Je crois que j’en attends trop de lui. En l’écrivant, je me rends compte que oui, je le kiffe. Mais genre, vraiment.

Et donc comment enchaîner sur la suite ? Je n’avais pas prévu d’écrire ça. Mais me souvenir de cette émotion à côté de lui pendant la nuit… bah je l’ai écrit, quoi, et puis bon, c’est un journal intime.
Bref, je pose ça là, aussi, hein.
Hier, je devais poser les enfants chez leur grand-mère pour bosser. Finalement, j’envoie un texto à Arsène : dispo pour un café en bord de mer ? lui : oui.
Je le rejoins vers midi, je suis crevée. Je prends un coca, on discute, on lit le journal. Tranquille.
On décide d’aller manger, il m’invite au resto. Un resto paillote, les pieds dans le sable, à discuter de tout et de rien, à rigoler. Je passe toujours des bons moments avec lui.
Après le resto, je n’ai pas envie de rentrer chez moi. J’ai envie d’aller siester dans son hamac avant de récupérer les enfants et de les emmener voir un spectacle. Alors je m’incruste chez lui.
Au début, je suis seule dans le hamac, je somnole un peu, et puis je lui propose de venir avec moi. Il me dit "je pense que c’est une mauvaise idée", mais il vient. Il me prend dans ses bras pour me faire un oreiller, j’ai sa main sur ma hanche. On est bien, calés l’un contre l’autre. Et puis on est de plus en plus proches. Il s’excuse, me dit qu’il est "câlin collant", je lui dis que j’aime bien, que ça me fait du bien. Il dit que lui aussi.
Je ne voulais pas prendre les devants mais j’en avais envie, hein, disons la vérité.
J’ai saisi son menton et je l’ai embrassé. Il m’a embrassée puis a dit qu’il ne fallait pas, qu’on allait encore se faire souffrir, lui, avec son indécision,... j’étais scotchée. On a tellement pas la même vision de l’histoire en fait… je lui ai dit qu’il voyait trop loin. On s’est embrassés de nouveau. C’était un moment doux, puissant, fort, qu’on a continué un peu plus loin dans son lit, et c’était beau, et c’était bon, et j’ai aimé sentir ses mains sur moi, son souffle, ses baisers,...
Tu comprends pourquoi c’est dur pour moi d’écrire ça ?
En une semaine, j’ai couché avec deux mecs, les deux mêmes depuis six mois, ceux que j’interchange tout le temps.

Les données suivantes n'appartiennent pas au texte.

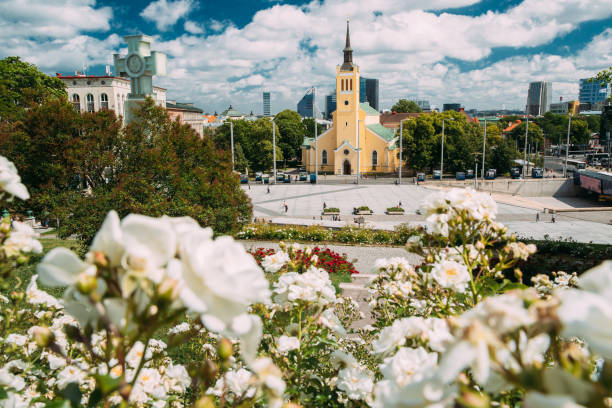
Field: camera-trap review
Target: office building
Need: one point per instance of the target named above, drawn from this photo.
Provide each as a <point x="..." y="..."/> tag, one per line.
<point x="423" y="104"/>
<point x="266" y="100"/>
<point x="306" y="104"/>
<point x="593" y="93"/>
<point x="451" y="106"/>
<point x="368" y="91"/>
<point x="539" y="98"/>
<point x="330" y="104"/>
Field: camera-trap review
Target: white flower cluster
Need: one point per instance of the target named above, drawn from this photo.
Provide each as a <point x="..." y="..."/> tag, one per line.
<point x="10" y="182"/>
<point x="165" y="256"/>
<point x="311" y="286"/>
<point x="442" y="207"/>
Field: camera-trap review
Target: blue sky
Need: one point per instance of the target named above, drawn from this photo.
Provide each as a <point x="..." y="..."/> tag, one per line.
<point x="481" y="54"/>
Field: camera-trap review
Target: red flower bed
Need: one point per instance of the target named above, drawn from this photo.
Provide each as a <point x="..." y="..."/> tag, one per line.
<point x="328" y="260"/>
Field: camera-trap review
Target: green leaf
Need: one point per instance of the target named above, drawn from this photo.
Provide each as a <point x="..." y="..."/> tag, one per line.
<point x="72" y="393"/>
<point x="107" y="384"/>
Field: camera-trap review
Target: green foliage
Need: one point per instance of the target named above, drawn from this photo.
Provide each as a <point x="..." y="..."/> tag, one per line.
<point x="406" y="106"/>
<point x="164" y="167"/>
<point x="23" y="86"/>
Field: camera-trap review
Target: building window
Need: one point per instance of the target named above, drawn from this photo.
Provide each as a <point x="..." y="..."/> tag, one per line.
<point x="76" y="102"/>
<point x="90" y="103"/>
<point x="104" y="101"/>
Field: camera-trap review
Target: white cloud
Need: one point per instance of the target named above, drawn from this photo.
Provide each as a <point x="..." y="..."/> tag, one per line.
<point x="193" y="28"/>
<point x="165" y="13"/>
<point x="407" y="47"/>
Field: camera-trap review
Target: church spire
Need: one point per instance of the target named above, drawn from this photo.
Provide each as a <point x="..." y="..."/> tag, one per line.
<point x="348" y="52"/>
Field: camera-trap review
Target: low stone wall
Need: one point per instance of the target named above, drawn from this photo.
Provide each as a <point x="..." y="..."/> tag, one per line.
<point x="526" y="188"/>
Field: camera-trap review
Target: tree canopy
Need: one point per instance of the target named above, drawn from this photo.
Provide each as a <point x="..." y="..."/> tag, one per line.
<point x="23" y="86"/>
<point x="406" y="106"/>
<point x="153" y="166"/>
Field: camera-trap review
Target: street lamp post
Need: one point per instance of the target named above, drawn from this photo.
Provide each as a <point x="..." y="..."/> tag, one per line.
<point x="569" y="125"/>
<point x="358" y="151"/>
<point x="442" y="153"/>
<point x="484" y="142"/>
<point x="401" y="146"/>
<point x="525" y="150"/>
<point x="232" y="142"/>
<point x="274" y="148"/>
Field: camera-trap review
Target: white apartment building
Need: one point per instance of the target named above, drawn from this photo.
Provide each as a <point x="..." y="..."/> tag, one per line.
<point x="89" y="93"/>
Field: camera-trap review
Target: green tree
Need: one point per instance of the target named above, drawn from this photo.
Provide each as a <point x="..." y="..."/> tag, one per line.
<point x="406" y="106"/>
<point x="23" y="86"/>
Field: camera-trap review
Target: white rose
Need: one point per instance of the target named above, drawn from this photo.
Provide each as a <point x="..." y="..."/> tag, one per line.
<point x="286" y="344"/>
<point x="221" y="279"/>
<point x="451" y="275"/>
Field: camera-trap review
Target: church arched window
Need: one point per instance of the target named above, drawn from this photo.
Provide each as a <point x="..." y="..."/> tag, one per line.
<point x="76" y="102"/>
<point x="104" y="101"/>
<point x="90" y="103"/>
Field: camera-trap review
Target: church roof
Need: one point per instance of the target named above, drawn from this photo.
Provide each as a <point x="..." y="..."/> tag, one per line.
<point x="307" y="141"/>
<point x="364" y="106"/>
<point x="382" y="131"/>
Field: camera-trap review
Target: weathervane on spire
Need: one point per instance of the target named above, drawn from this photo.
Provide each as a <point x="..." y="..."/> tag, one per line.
<point x="348" y="52"/>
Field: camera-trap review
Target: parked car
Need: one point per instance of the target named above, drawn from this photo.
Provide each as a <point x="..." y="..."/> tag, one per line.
<point x="537" y="172"/>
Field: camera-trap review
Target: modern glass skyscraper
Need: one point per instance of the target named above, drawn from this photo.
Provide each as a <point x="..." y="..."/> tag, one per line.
<point x="330" y="104"/>
<point x="368" y="91"/>
<point x="593" y="93"/>
<point x="539" y="98"/>
<point x="306" y="105"/>
<point x="266" y="100"/>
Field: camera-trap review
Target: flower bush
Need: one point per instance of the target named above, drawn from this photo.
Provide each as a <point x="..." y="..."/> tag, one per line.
<point x="326" y="259"/>
<point x="158" y="313"/>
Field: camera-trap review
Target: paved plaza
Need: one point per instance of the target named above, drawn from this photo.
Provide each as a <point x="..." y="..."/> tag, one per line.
<point x="305" y="204"/>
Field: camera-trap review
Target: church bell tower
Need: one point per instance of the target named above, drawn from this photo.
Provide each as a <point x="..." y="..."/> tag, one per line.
<point x="347" y="95"/>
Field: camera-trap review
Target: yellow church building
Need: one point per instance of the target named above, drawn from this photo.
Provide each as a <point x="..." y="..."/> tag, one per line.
<point x="356" y="138"/>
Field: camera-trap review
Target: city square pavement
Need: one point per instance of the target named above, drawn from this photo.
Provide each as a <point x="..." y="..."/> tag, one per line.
<point x="305" y="204"/>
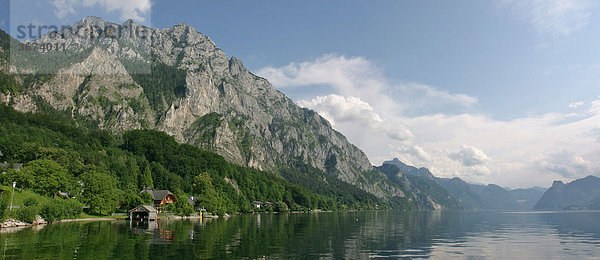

Bref. Après, je suis vite partie, parce que j’avais spectacle, j’ai fait le grand écart d’un monde à l’autre en dix minutes top chrono, à passer de la chaleur d’un lit à la chaleur d’une salle mal climatisée remplie d’enfants. Et le soir, à 20h30, nausées, au lit. Rideau.

Bref. Bref bref bref. Là c’est le moment où je ne sais absolument pas comment conclure cet écrit.